Re: vSphere takes 10 minutes to reconnect to volume?

Thanks for the reply.

I've been using 4.1 (vmware edition) but could use 4.0 U2 or the HP ESX ISO (not entirely clear which additional drivers/patches this has applied).

Be appreciative of any suggestions as I don't have an explicit need to use anything other than a 4.x release.
adolbec
Advisor

Re: vSphere takes 10 minutes to reconnect to volume?

I suggest that you first review you ESX servers' logs especially the vmkwarning one to see what you have in there and then apply either the appropriate patch and / or workarounds. If it is APD that is the cause of this, you may want to test if running "esxcfg-advcfg -s 1 /VMFS3/FailVolumeOpenIfAPD" solves your problem.

Alain
Paul Hutchings
Super Advisor

Re: vSphere takes 10 minutes to reconnect to volume?

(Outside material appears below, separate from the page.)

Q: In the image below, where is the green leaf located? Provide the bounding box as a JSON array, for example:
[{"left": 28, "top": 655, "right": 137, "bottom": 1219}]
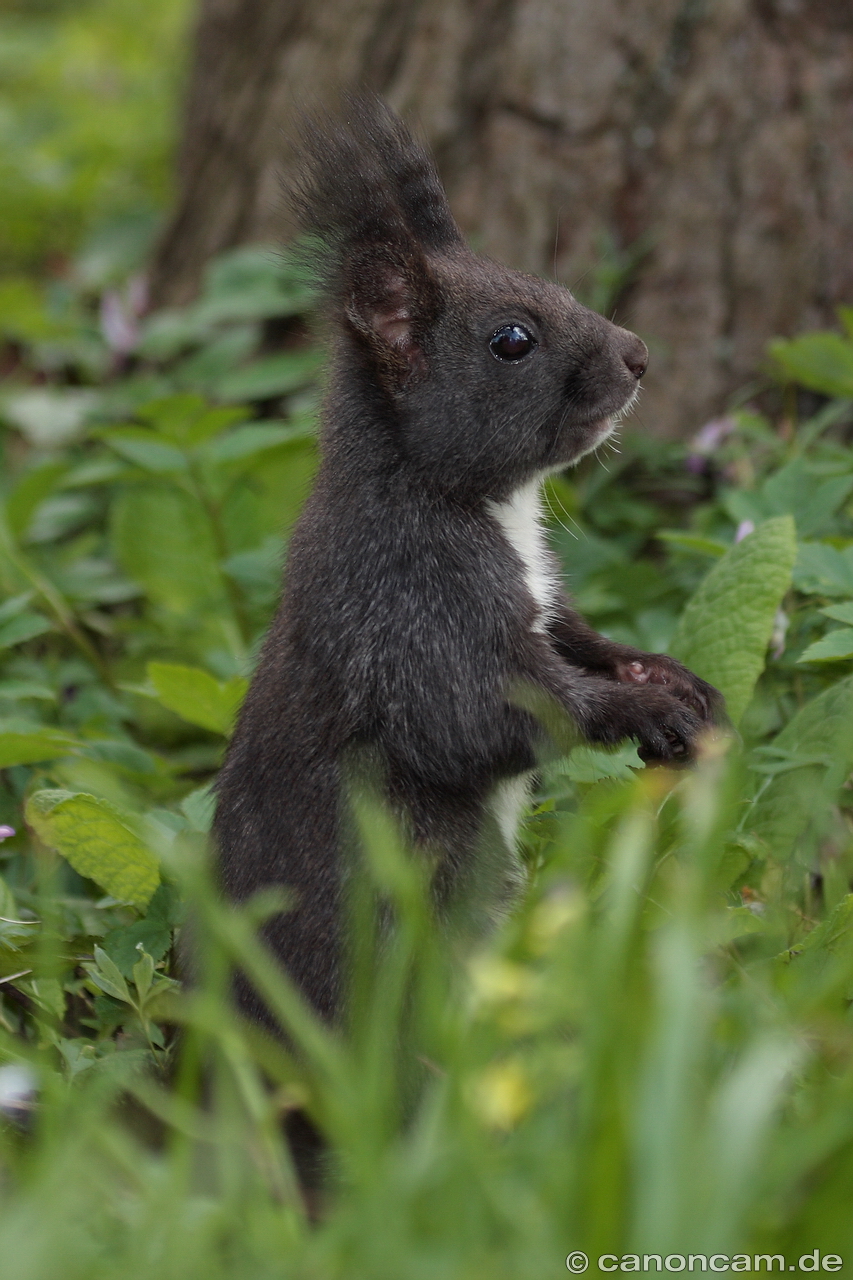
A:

Just had a bit of a eureka moment.

I had been pinging all the cluster IPs from a laptop connected to the switch infrastructure, rather than pinging from the vsphere hosts at the time of a dropout/failure.

When the LUNs disappear I can ping one cluster IP but not the other.

This obviously suggests the vsphere hosts in some way shape or form.
Paul Hutchings
Super Advisor

Re: vSphere takes 10 minutes to reconnect to volume?

oh and I don't have a /var/log/vmkwarning log..
adolbec
Advisor

Re: vSphere takes 10 minutes to reconnect to volume?

If you are using ESXi instead of ESX, you will find the kernel's messages in /var/log/messages. In any cases, you should find the related messages within the /var/log files.

Alain
Paul Hutchings
Super Advisor

Re: vSphere takes 10 minutes to reconnect to volume?

Thanks, seeing this sort of thing (attached).

What is odd is that all of the servers are connected to a dedicated switch infrastructure.

When we have the issue, neither vSphere host will ping *one* of the cluster IPs but will ping the other one.

The vSphere hosts will ping all the individual nodes in both clusters.

A laptop connected to the switches will ping both cluster IPs.